Преферанс начнется позже, а пока дед принимает в узком без окон кабинете пациентов, точнее пациентку. Едва только Дима увидел ее в окно, неслышно скользнувшую с улицы к Порфирию Диевичу в кабинет, неведомая сила повлекла его, неслышно ступающего, часто дышащего и почему-то сильно вспотевшего, к замочной скважине в двери кабинета. Эта дверь, в отличие от обитой черной кожей входной, никогда не запиралась, а если и запиралась (когда-то), то огромным ключом, который был давно потерян. Помнится, Диме пришла в голову дикая мысль, что ключ от этой двери – шпага Мефистофеля, и он вогнал ее в замочную скважину, а потом долго не мог вытащить. К этой скважине и приник Дима, смиряя тяжелое, словно сердце превратилось в гирю, сердечное буханье.
«К свету», – дед включил черную, на толстой гнутой ноге настольную лампу.
Дима увидел его обтянутую рубашкой спину. Дед повернулся к этажерке, где на полках стояли флаконы, пробирки, железные коробки, в которых он кипятил на плитке шприцы и другие медицинские приспособления.
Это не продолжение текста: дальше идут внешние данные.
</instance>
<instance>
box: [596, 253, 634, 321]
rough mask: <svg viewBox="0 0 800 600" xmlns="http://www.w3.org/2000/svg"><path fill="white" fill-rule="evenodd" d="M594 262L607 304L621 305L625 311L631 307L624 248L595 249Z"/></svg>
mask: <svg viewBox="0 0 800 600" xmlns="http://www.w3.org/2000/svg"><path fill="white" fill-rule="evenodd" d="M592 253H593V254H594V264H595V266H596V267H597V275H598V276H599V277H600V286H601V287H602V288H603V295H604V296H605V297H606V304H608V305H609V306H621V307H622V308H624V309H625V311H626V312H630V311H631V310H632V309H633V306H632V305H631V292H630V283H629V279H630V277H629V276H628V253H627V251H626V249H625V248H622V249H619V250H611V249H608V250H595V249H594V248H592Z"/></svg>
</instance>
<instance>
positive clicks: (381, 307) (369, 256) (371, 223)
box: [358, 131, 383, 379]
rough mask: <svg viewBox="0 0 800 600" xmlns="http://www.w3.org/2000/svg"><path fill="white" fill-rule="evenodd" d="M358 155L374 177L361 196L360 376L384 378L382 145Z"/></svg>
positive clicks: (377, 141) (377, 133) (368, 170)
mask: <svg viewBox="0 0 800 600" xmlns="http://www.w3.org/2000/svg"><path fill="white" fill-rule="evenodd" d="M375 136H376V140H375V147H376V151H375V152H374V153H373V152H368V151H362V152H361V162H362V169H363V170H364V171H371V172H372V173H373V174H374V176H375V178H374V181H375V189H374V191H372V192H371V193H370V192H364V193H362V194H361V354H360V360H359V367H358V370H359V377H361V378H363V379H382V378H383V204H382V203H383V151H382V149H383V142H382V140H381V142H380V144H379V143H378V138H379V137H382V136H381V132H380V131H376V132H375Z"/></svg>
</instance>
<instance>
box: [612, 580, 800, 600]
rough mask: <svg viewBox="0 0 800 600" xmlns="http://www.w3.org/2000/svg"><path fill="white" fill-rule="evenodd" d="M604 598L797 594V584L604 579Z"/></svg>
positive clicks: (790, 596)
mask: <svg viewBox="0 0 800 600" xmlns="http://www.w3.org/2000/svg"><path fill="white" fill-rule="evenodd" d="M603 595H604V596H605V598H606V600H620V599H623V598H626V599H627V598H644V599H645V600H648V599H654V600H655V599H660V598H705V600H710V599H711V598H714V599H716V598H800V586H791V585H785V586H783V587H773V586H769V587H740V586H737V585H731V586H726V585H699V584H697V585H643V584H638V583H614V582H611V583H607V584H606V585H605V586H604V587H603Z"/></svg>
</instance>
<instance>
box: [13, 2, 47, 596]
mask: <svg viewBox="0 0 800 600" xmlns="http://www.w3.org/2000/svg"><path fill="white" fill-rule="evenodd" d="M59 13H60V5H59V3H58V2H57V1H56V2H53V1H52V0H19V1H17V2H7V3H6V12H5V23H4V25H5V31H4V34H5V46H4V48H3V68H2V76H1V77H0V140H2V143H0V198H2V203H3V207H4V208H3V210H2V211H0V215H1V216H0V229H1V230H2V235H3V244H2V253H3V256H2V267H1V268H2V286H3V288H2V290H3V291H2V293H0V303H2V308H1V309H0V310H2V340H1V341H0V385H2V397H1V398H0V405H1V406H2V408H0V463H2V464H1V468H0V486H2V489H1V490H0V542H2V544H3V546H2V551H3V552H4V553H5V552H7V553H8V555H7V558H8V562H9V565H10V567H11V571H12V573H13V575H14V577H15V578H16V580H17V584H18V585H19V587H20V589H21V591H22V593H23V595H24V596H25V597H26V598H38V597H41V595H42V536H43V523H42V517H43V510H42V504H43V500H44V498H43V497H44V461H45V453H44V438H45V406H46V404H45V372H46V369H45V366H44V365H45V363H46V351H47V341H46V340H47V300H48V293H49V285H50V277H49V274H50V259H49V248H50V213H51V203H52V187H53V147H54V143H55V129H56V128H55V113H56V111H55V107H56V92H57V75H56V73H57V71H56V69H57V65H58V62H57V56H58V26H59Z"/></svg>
Женщина тем временем нагнулась, спустила трусы, подняла белое в горошек платье. Под шапочкой волос Дима как будто увидел маленькое лицо – задумчивое, немного встревоженное и растерянное. Самое удивительное, что когда он поднял глаза, то увидел, что с точно таким же выражением лица женщина смотрит на деда – стыдясь, но с надеждой. Потом Дима увидел в руках Порфирия Диевича деревянную палочку. Такими палочками врачи давили ему на язык после того, как Дима по их просьбе широко разевал рот и неохотно выдавливал из себя: «А-а-а!» Дед быстро, так что Дима толком ничего не успел рассмотреть, махнул между женских ног палочкой, снова отвернулся к этажерке. Женщина подняла трусы, опустила платье.
«Я взял мазок, – сквозь шум льющейся воды (Порфирий Диевич мыл руки) расслышал Дима. – Завтра посмотрю в лаборатории, но думаю, все будет в порядке. Впредь будьте осторожны и передавайте Георгию привет. Нет-нет! – отодвинул положенный на стол конверт. – Прошу вас, уберите! Мы с ним обо всем договорились. Позвоните мне завтра утром на работу».
Дед отомкнул входную дверь, выпустил женщину на улицу.
Дима отпрянул от замочной скважины, выбежал, пылая щеками, через гостиную – мимо Мефистофеля и райских птичек, через темную комнату и веранду во двор, где Патыля раскладывала на блюде закуски для преферансистов…
Что ж, начнем писать историю России с чистого второго лица! – решил Каргин.
Правда, спохватился, вспомнив хищный клюв Выпи, мерцающую, как обманный огонек в глухой лесной чащобе, улыбку Бивы, острый, как гарпун, плавник Нади, соавторы, точнее, соавторши у меня еще те…
В продолжение литературной темы он вспомнил одного своего приятеля.
Они вместе учились в институте, но потом тот (еще в благословенное советское время) сделался литератором, вступил в Союз писателей, издал несколько книг, получил какую-то важную премию. Этот приятель каждый год ездил в Дома творчества в Крыму, под Москвой и в Прибалтике, приобретал в лавке писателей дефицитные книги, ходил, небрежно показывая на вахте красный писательский билет, в ЦДЛ на улице Герцена. Одним словом, жил – не тужил. Каргину случалось перехватывать у него деньги в долг до получки.
Приятель никогда не отказывал, снисходительно принимал Каргина у себя дома – в кабинете, где стояли стеллажи с книгами и огромный письменный стол. Каргин, помнится, обратил внимание на картонную табличку с надписью: «Тише! Папа работает!» Жена воспитывает дочку, объяснил приятель. Он дарил Каргину свои книги с автографами, но тот так ни одну и не прочитал. Засыпал на первой странице.
В советские годы Каргин часто захаживал в Дом книги на Калининском проспекте. Там в отделе «Современная проза» он высмотрел полку, где, тесно сдвинув плечи корешков, стояли книги его приятеля. Вредный Каргин поинтересовался у скучавшей продавщицы, берут ли книги этого автора. При мне никто ни разу ни одной, зевнула та.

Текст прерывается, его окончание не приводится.